Typically the forward model may be deterministic, but is a many-to-one mapping, so that the inverse problem has no unique solution. Even if the forward function is one-to-one, inversion is commonly ill posed problem, as the solution is highly sensitive to perturbations in the (output) data, such as measurement errors.
Common classical (pre-Machine Learning) examples of inverse problems include tomography and deconvolution. Typically solutions to these classical inverse problems use some form of regularization (Bayesian prior) to obtain a unique solution (this commonly corresponds to some MAP estimate). In other cases, stochastic inversion may attempt to more fully characterize the set of possible solutions (commonly expressed as a Bayesian posterior distribution).

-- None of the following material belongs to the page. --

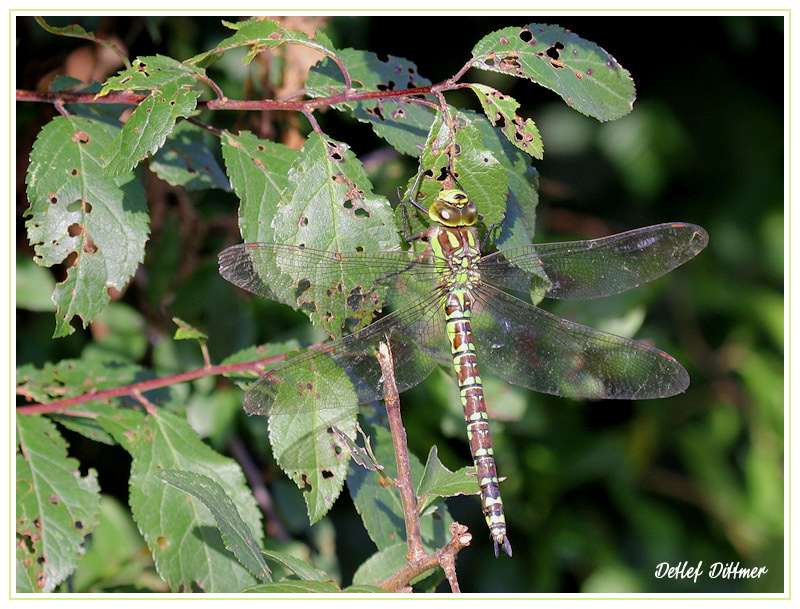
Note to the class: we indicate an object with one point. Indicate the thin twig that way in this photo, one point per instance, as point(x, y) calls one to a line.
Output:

Note that while "inverse modeling" is a general concept, this terminology is perhaps more common in fields such as geophysics, scientific computing, and signal processing. A particular sub-problem quite popular in machine learning recently is representation learning (for example autoencoders). Though this certainly involves learning inverse mappings, the language of inverse modeling may be less likely to be used*.
Finally, it is worth noting that the inverse problem of data assimilation spans from "classical" to "modern", and the associated algorithms underpin much of modern technology.

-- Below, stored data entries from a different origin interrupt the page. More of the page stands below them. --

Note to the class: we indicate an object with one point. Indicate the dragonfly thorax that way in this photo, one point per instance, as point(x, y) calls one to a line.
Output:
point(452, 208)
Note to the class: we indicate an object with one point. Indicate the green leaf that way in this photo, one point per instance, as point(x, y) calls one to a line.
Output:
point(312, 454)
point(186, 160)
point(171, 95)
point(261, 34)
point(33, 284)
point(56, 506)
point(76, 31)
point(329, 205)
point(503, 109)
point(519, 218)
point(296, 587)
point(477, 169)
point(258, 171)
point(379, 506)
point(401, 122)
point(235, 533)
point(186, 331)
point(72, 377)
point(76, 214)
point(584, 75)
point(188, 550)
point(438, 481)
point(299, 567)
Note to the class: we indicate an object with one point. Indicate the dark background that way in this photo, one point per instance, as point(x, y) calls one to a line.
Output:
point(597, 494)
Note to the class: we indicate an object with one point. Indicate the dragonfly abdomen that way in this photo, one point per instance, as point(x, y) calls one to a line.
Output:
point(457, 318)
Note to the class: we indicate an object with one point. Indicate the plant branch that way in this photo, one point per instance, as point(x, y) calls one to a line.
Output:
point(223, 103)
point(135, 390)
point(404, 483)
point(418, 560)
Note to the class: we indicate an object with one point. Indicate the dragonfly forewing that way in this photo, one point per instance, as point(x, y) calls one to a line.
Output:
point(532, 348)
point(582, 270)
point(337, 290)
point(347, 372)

(*The main exception being the term regularization, which is essentially ubiquitous.)
EDIT: The OP asks "How does this relate to generative vs discriminative models?", so I will attempt to provide some context. (Here I focus on the inverse modeling/data assimilation approaches familiar to me, which may not be fully general.)
In machine learning the typical setup is a data set $(x,y)$, where $x$ is a set of predictor variables, and $y$ is a set of variables to be predicted. Then a model for the joint distribution $p(x,y)$ is generative, whereas a model for the conditional distribution $p(y|x)$ is discriminative.
Now consider a deterministic forward model $f[x]$, and a data set $y=f[x]+\epsilon$, where $\epsilon$ is measurement noise. Then in forward mode, a discriminative model would be $p(y|x)=p_{\epsilon}(y-f[x])$. As noted above, $f[x]$ is typically a many-to-one mapping, so even without measurement noise $\epsilon$ there is no unique answer to the inverse problem $x=g[y]$ (and $\epsilon$ just makes the non-uniqueness worse).
So practical solution to the inverse problem requires some additional constraint, i.e. prior information on $x$ (a.k.a. regularization). In Bayesian terms, inversion typically incorporates a prior $p[x]$, i.e.
$$p[x|y]=\frac{p[y|x]p[x]}{p[y]}$$
The numerator is the joint distribution $p[x,y]=p[y|x]p[x]$, while for a given data set the denominator $p[y]$ is fixed, hence this is essentially a generative model.